Booking.com has confirmed that third parties gained access to customers' personal data — names, email addresses, phone numbers, and booking details. This became known from notifications that the service began sending to affected users over the past week.
What exactly leaked — and what didn't
According to TechCrunch, in the letters the company states that compromised information may include "booking details, names, emails, phone numbers, as well as anything you transmitted directly to the accommodation facility." Physical addresses were excluded from Booking.com's final statement — a company representative clarified to TechCrunch that they were not obtained by criminals. Payment data and passwords were also not affected.
It might seem like a limited set. But that's where the main trap lies.
Why "incomplete" leaks are more dangerous than complete ones
One affected user told TechCrunch that two weeks before the official notification, he received a phishing request on WhatsApp — and the message contained exact details of his booking. The scammer knew the date, hotel, and amount. He knew enough to appear legitimate.
"Even when payment data isn't stolen, such a leak remains a serious threat to travelers. The current danger is a second wave of fraud."
Adrianus Warmenhoven, NordVPN cybersecurity expert, for Travel Weekly
This is a classic scheme: criminals don't try to immediately breach a bank account. They build trust through context — and ask for the card already "in conversation," where the victim suspects no danger. Booking.com warned in its letter that the company never requests a card number via email, phone, SMS, or WhatsApp.
What is known about the scale and source
Booking.com services over 28 million accommodation properties worldwide and is one of the largest travel aggregators. However, the company has not disclosed the exact number of affected users.
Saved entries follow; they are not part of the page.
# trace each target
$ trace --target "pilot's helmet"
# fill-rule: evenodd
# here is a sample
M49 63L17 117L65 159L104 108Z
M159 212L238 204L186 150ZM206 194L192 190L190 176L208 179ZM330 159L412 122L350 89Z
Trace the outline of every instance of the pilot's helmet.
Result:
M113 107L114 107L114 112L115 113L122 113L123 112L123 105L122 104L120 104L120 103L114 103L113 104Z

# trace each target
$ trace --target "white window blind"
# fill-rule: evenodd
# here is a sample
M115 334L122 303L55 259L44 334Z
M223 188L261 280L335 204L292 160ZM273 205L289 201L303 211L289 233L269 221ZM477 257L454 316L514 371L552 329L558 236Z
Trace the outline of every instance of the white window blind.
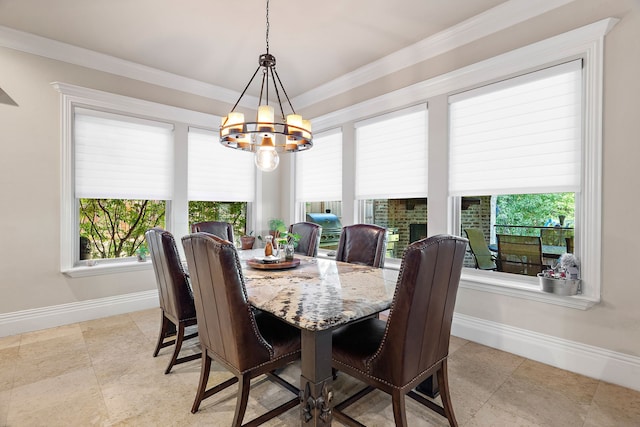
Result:
M365 120L356 127L356 198L427 196L425 104Z
M173 125L77 108L77 198L171 200Z
M313 137L313 147L296 156L296 201L342 200L342 132Z
M450 98L449 194L580 189L582 62Z
M252 202L255 167L251 153L222 146L218 133L189 128L189 200Z

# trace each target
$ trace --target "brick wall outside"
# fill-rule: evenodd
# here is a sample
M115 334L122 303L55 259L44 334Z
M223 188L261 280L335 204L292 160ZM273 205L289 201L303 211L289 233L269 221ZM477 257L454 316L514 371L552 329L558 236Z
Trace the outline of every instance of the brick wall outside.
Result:
M487 244L491 236L491 196L478 197L479 204L471 204L461 212L460 235L465 236L465 228L479 228L484 233ZM382 227L398 230L399 239L395 243L393 256L401 258L404 249L411 243L410 224L427 223L427 199L391 199L375 200L373 203L373 222ZM465 267L475 267L473 254L468 252Z
M393 256L401 258L409 245L409 225L427 223L427 199L377 200L374 203L375 223L387 228L398 229Z

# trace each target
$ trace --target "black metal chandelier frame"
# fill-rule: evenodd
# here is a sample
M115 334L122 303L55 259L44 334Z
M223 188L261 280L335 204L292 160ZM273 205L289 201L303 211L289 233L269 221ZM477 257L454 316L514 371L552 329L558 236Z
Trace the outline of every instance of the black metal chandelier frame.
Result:
M251 76L229 114L222 119L220 126L220 143L226 147L237 150L256 152L261 147L273 147L277 152L296 152L308 150L313 146L313 134L308 121L303 121L297 115L289 95L276 71L276 58L269 53L269 0L267 0L267 26L266 26L266 50L260 55L258 68ZM236 108L255 80L258 72L262 70L262 84L258 98L258 108L255 121L245 121L242 113L237 113ZM273 90L278 101L280 120L264 121L260 119L260 110L269 106L269 89L272 81ZM292 114L285 116L282 106L281 94L289 104ZM263 104L264 101L264 104ZM274 114L275 116L275 114Z

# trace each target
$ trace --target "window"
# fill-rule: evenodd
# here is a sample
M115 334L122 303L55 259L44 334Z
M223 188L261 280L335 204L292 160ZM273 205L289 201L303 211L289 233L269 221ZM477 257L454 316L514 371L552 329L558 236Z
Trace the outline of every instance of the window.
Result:
M387 257L401 258L409 243L427 235L426 105L355 128L359 220L387 228Z
M188 135L189 224L224 221L238 243L246 230L247 205L255 197L253 156L222 146L217 132L190 128Z
M164 227L173 193L173 127L75 109L79 260L131 257Z
M377 96L366 102L343 108L337 112L314 118L316 129L329 129L341 126L345 138L351 139L357 133L352 123L365 117L373 117L383 111L400 109L403 106L427 103L429 105L429 229L430 235L437 233L459 233L462 228L461 213L467 209L477 209L477 202L486 206L486 215L491 215L491 203L497 197L509 194L522 195L523 188L516 191L505 191L500 194L486 193L488 187L475 188L475 196L462 197L466 190L458 195L450 196L448 181L449 171L449 97L466 88L479 88L490 83L507 80L512 76L525 75L532 70L540 70L557 64L581 58L582 69L582 129L581 155L579 164L579 188L564 190L555 186L553 189L541 191L536 185L526 194L564 194L572 193L574 201L574 251L580 257L580 274L582 278L582 295L560 297L539 291L535 279L516 274L495 274L479 272L467 268L462 272L460 286L480 292L493 292L511 297L524 298L564 307L586 309L600 301L602 283L601 271L601 239L602 239L602 82L603 54L606 34L616 25L618 20L607 18L584 27L576 28L545 40L540 40L469 66L452 70L446 74L424 80L410 86ZM461 98L462 99L462 98ZM355 137L353 138L355 140ZM345 159L355 159L355 144L343 145ZM397 146L394 139L389 145ZM407 156L410 157L410 156ZM401 170L401 168L397 168ZM485 167L486 171L490 171ZM351 173L345 168L345 173ZM359 171L353 172L359 177ZM400 174L398 172L398 174ZM487 175L491 175L487 173ZM345 194L356 194L357 186L351 179L345 182ZM355 181L355 180L354 180ZM442 187L442 188L441 188ZM527 190L529 191L529 190ZM493 196L493 199L492 199ZM360 195L359 197L362 197ZM411 196L417 197L417 196ZM389 196L374 196L361 200L385 200ZM393 198L393 197L391 197ZM355 197L353 198L355 199ZM343 199L343 211L360 212L358 220L364 218L361 200L351 197ZM495 207L494 207L495 208ZM568 216L567 216L568 217ZM556 218L553 218L556 220ZM557 218L559 222L559 215ZM491 233L486 231L487 241ZM388 263L385 265L389 265Z
M154 225L176 239L189 232L189 129L210 127L220 118L60 82L53 87L62 106L61 271L83 277L151 268L130 256L143 242L140 232ZM240 159L246 157L229 159L227 166L241 170ZM236 201L225 199L215 200ZM109 218L117 231L96 237L99 249L85 235L97 217ZM93 265L85 260L89 256L108 258L94 258Z
M335 249L340 230L335 222L320 220L318 214L342 219L342 132L334 129L316 134L313 149L297 153L295 165L296 218L323 225L320 248Z
M483 231L498 271L501 258L517 257L521 268L509 271L535 276L567 251L564 236L574 237L579 209L582 126L581 60L450 97L449 193L468 202L460 205L460 231ZM503 235L537 237L540 245L509 254L497 245Z

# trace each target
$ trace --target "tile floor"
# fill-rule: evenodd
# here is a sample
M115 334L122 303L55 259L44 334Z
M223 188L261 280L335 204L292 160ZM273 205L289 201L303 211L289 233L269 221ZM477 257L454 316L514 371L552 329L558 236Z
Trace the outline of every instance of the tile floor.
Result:
M0 338L0 426L228 426L235 387L190 408L200 361L163 371L170 348L151 356L159 309ZM197 350L197 340L185 352ZM284 374L297 384L299 366ZM229 376L212 367L211 381ZM640 426L640 392L452 337L449 378L461 426ZM336 399L358 390L346 375ZM291 394L256 379L245 421ZM407 399L410 426L446 420ZM374 392L348 413L368 426L393 425L391 399ZM267 423L297 426L292 409ZM334 425L340 423L334 421Z

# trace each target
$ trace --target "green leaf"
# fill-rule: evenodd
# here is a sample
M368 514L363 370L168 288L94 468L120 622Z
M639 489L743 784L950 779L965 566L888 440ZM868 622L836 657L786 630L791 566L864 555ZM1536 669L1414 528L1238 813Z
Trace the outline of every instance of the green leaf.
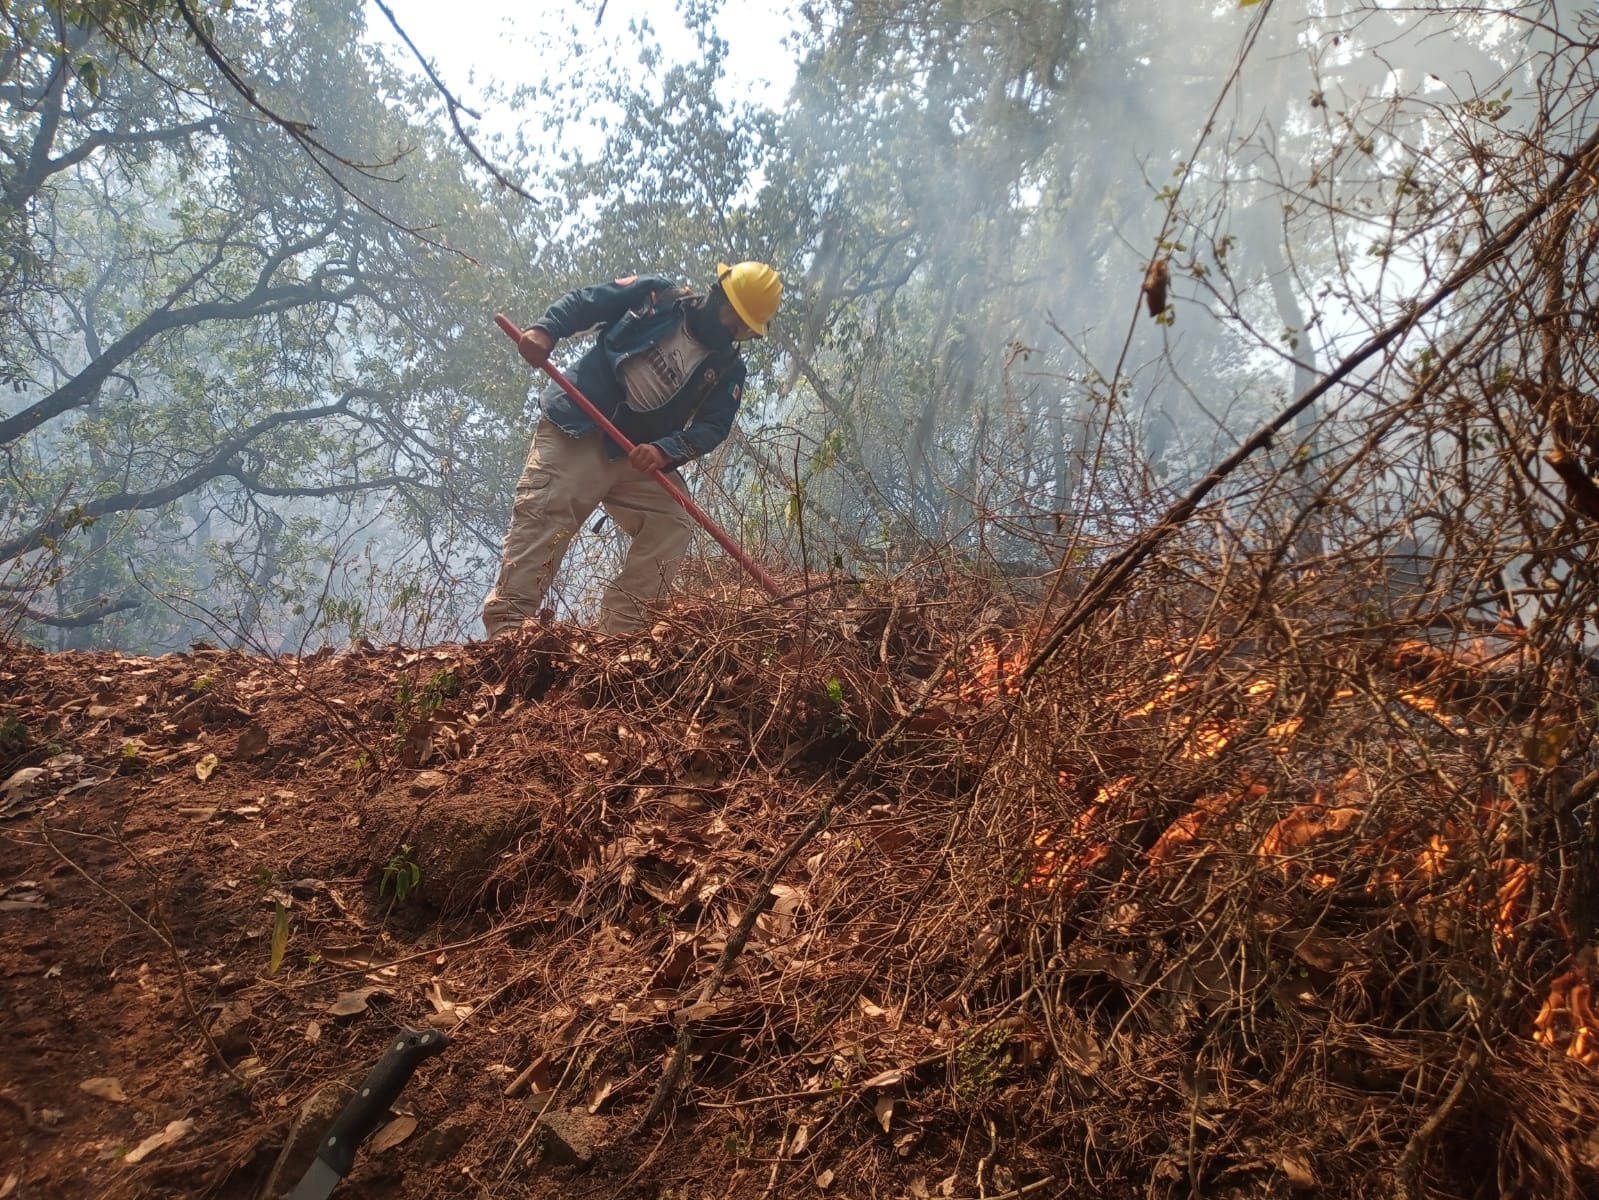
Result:
M91 96L100 94L100 64L92 58L81 58L77 64L78 78L89 89Z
As Security Affairs notes, it remains unclear even whether Booking.com's own systems were compromised or whether the attack occurred through third parties — for example, through hotels or platform partners.
The company assured that it "immediately took measures to localize the incident" and is notifying only those customers whose data was potentially affected.
What to do right now
- Ignore any messages on WhatsApp or SMS from "Booking.com" asking you to confirm payment or enter your card.
- Verify all requests exclusively through the official app or website — without clicking links from emails.
- Be especially careful if someone in correspondence knows exact details of your booking: this doesn't prove legitimacy.
If Booking.com does not disclose the number of affected users by the end of the investigation, personal data protection regulators — in particular the Irish DPC, under whose jurisdiction the company falls in the EU — have every reason to demand explanations: under GDPR, the deadline for notifying a regulator is 72 hours from the moment of detecting the breach.